"Es vollzieht sich im Augenblick ein gravierender Wechsel", sagte der Darmstädter Soziologe Michael Hartmann am Donnerstag bei einer Tagung der Deutschen Gesellschaft für Erziehungswissenschaft in Gießen. Reine Leistungseliten, wie sie im Moment propagiert würden, werde es dabei nicht geben. Die soziale Herkunft spiele bei der Selektion eine entscheidende Rolle. Als Beispiel nannte Hartmann Elitehochschulen in Frankreich und den USA. Die seien nur nach außen hin auf Leistung ausgerichtet. "Unter der Hand spielt die soziale Herkunft eine entscheidende Rolle", betonte Hartmann, der mit dem Buch "Der Mythos von den Leistungseliten" bekannt wurde.

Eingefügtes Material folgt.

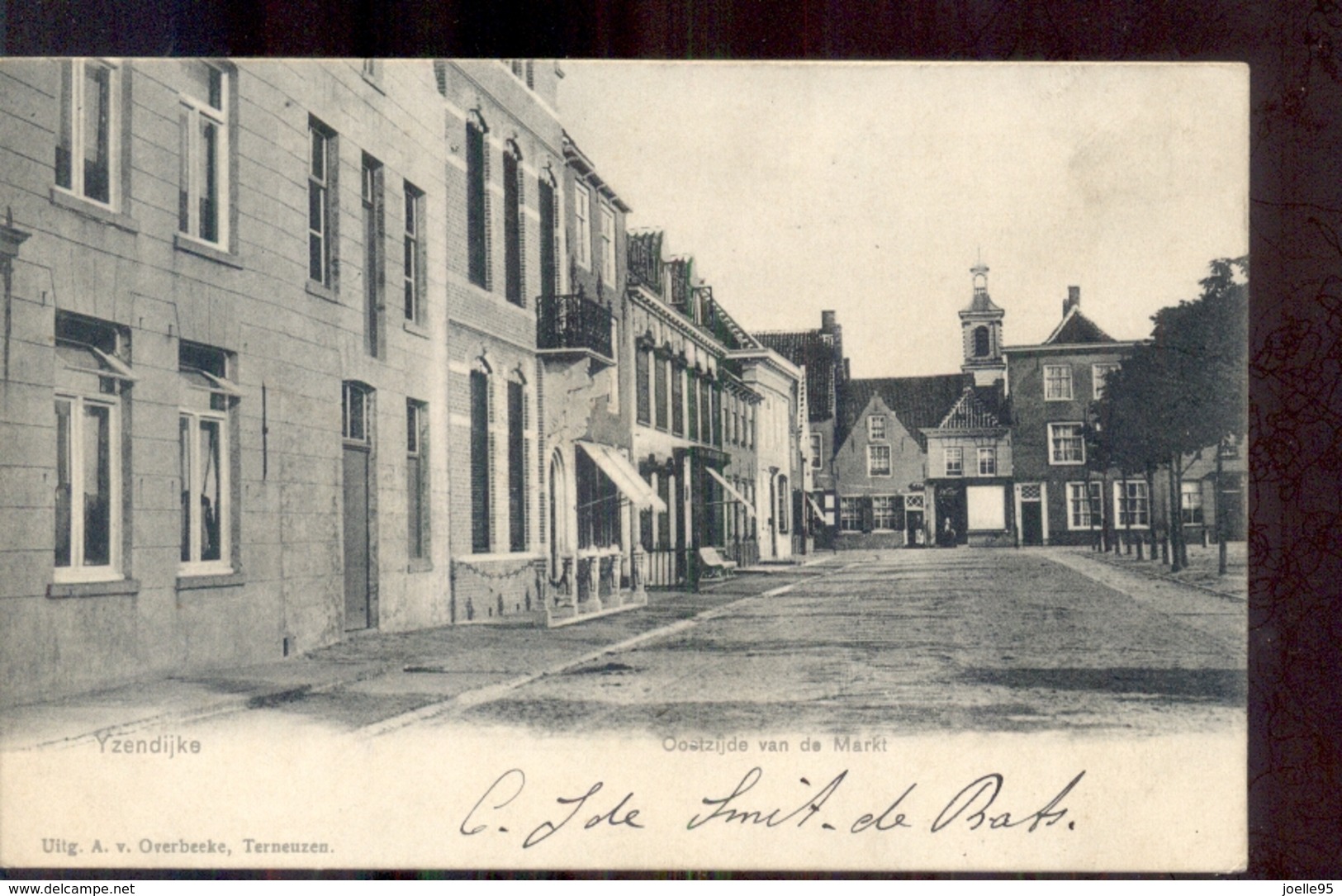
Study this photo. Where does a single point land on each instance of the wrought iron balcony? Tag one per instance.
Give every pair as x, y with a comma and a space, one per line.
573, 324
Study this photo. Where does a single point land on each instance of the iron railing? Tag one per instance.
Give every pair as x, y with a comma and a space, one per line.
572, 321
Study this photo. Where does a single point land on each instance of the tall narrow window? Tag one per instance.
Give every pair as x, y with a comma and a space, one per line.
321, 204
478, 260
203, 184
375, 260
662, 400
88, 160
515, 468
583, 225
414, 255
479, 462
607, 244
642, 363
204, 460
513, 227
416, 479
545, 206
90, 378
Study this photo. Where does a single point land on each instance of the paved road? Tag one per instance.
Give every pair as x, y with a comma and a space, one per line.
893, 642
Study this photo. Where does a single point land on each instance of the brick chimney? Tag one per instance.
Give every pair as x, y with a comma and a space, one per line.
1074, 300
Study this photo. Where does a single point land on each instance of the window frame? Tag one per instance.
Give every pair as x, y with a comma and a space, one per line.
1079, 438
1058, 380
988, 453
70, 113
873, 467
956, 470
193, 113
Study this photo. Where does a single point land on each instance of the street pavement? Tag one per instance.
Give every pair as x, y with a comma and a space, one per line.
891, 642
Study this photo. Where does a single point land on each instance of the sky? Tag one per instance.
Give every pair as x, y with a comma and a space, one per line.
873, 188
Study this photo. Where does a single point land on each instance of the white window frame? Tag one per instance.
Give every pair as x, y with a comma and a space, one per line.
608, 244
195, 114
1121, 503
878, 515
1099, 372
953, 460
988, 455
1054, 459
583, 225
1094, 513
1058, 382
871, 460
78, 571
78, 137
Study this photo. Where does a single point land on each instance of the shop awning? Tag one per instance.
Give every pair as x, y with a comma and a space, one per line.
730, 490
624, 476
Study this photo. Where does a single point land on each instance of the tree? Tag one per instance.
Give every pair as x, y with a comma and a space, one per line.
1187, 388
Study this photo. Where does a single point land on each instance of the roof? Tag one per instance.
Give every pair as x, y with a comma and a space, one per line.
1078, 329
813, 350
919, 403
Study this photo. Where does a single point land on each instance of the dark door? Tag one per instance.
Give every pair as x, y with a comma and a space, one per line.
1031, 522
356, 539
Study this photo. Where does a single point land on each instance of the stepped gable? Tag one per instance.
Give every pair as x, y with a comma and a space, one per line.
919, 403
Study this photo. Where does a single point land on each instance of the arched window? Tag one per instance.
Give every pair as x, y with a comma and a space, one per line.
981, 342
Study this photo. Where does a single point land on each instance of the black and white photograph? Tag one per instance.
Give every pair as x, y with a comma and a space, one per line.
532, 463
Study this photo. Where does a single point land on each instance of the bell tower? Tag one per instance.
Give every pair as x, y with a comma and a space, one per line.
981, 333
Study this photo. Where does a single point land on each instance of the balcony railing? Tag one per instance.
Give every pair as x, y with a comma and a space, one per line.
573, 322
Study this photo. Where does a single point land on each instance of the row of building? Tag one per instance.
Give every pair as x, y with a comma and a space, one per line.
298, 350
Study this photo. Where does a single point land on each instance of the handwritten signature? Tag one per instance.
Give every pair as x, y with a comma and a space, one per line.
976, 805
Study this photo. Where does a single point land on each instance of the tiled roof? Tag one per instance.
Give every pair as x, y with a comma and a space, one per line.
919, 403
815, 350
1078, 329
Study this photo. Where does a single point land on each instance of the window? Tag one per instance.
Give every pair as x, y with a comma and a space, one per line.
416, 479
477, 212
90, 380
1099, 374
548, 214
479, 462
661, 401
414, 257
203, 184
321, 204
850, 515
887, 513
955, 460
583, 223
1066, 444
1191, 503
607, 244
1058, 382
643, 388
1133, 505
204, 459
987, 462
513, 225
88, 145
517, 451
676, 400
878, 460
375, 260
1084, 505
983, 342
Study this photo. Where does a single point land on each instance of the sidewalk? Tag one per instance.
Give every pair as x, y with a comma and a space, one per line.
404, 671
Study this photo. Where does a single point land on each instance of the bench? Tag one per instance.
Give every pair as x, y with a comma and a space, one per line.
714, 563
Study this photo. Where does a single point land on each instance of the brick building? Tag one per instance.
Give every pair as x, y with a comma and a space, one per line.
219, 417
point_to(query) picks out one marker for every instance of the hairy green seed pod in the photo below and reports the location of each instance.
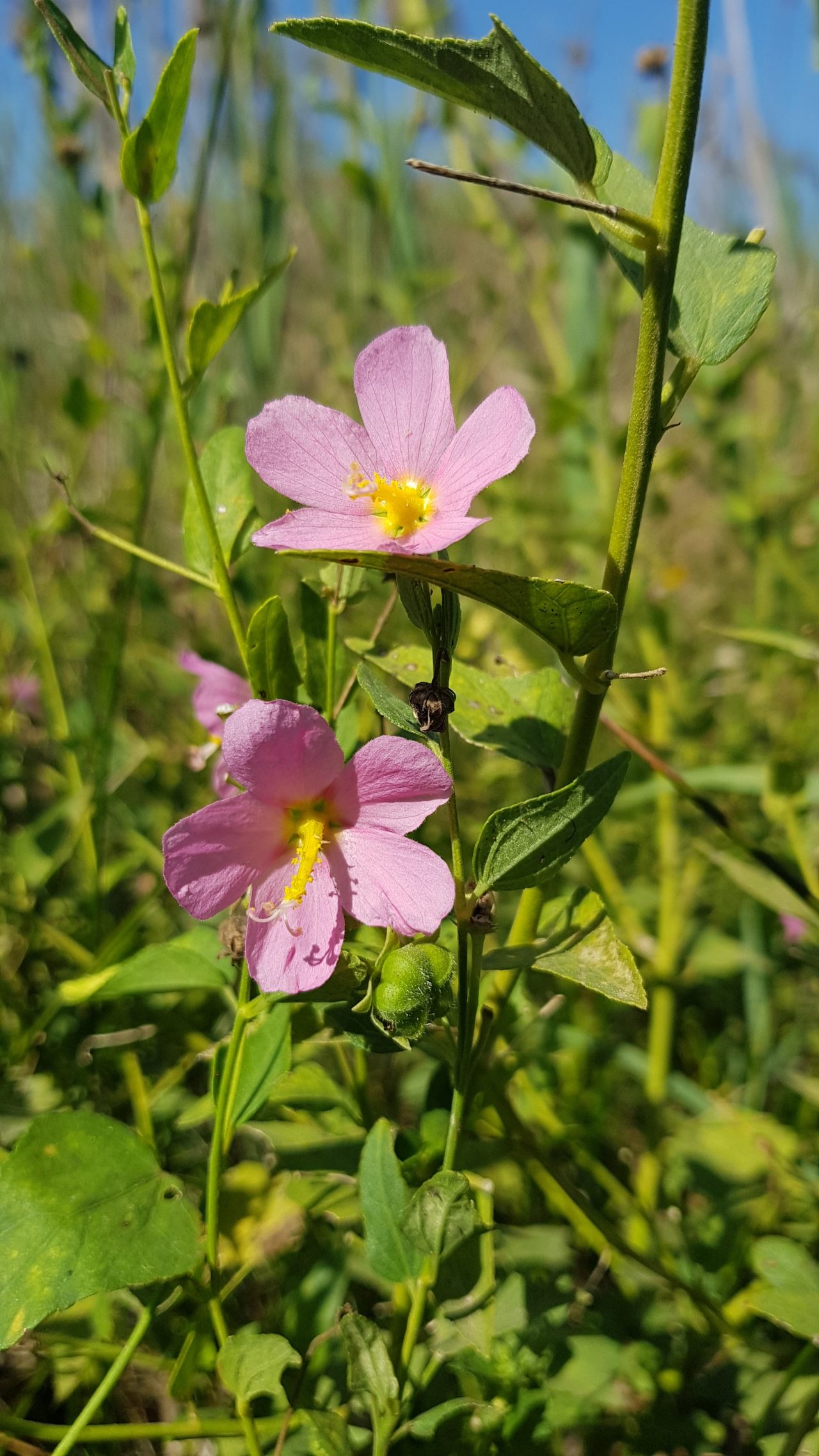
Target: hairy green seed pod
(402, 998)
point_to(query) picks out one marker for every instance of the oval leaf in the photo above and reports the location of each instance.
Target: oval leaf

Gesucht: Bürgerliche Erziehung
In den Auswahlverfahren in den USA sind seinen Angaben zufolge auch Persönlichkeitsmerkmale wie sprachliche Eloquenz und "Leadership" (Führungsstärke) entscheidend. Solche Qualitäten, die angeblich zum Charakter der Universitäten passen, würden nur in der bürgerlichen Erziehung vermittelt. "Wo kann sich mehr 'Leadership' entwickeln? Wenn der Vater Vorstandsvorsitzender ist oder wenn er bei der Müllabfuhr arbeitet?", fragte Hartmann. Wenn die Auswahl an den amerikanischen Elitehochschulen nur nach schulischen Leistungen erfolgen würde, "würde sich dort der Anteil der Kinder aus besseren Schichten halbieren", sagte der Wissenschaftler.
In Deutschland gebe es ein solches Elitensystem noch nicht, weil es noch keine Spitzeninstitutionen gebe. "Bislang ist es vollkommen egal, wo man studiert hat", sagt der Professor. "Das wird sich aber innerhalb der nächsten zehn Jahre gravierend ändern." Die Spaltung der Gesellschaft werde unter dem Hinweis auf Leistungseliten politisch legitimiert, warnte er.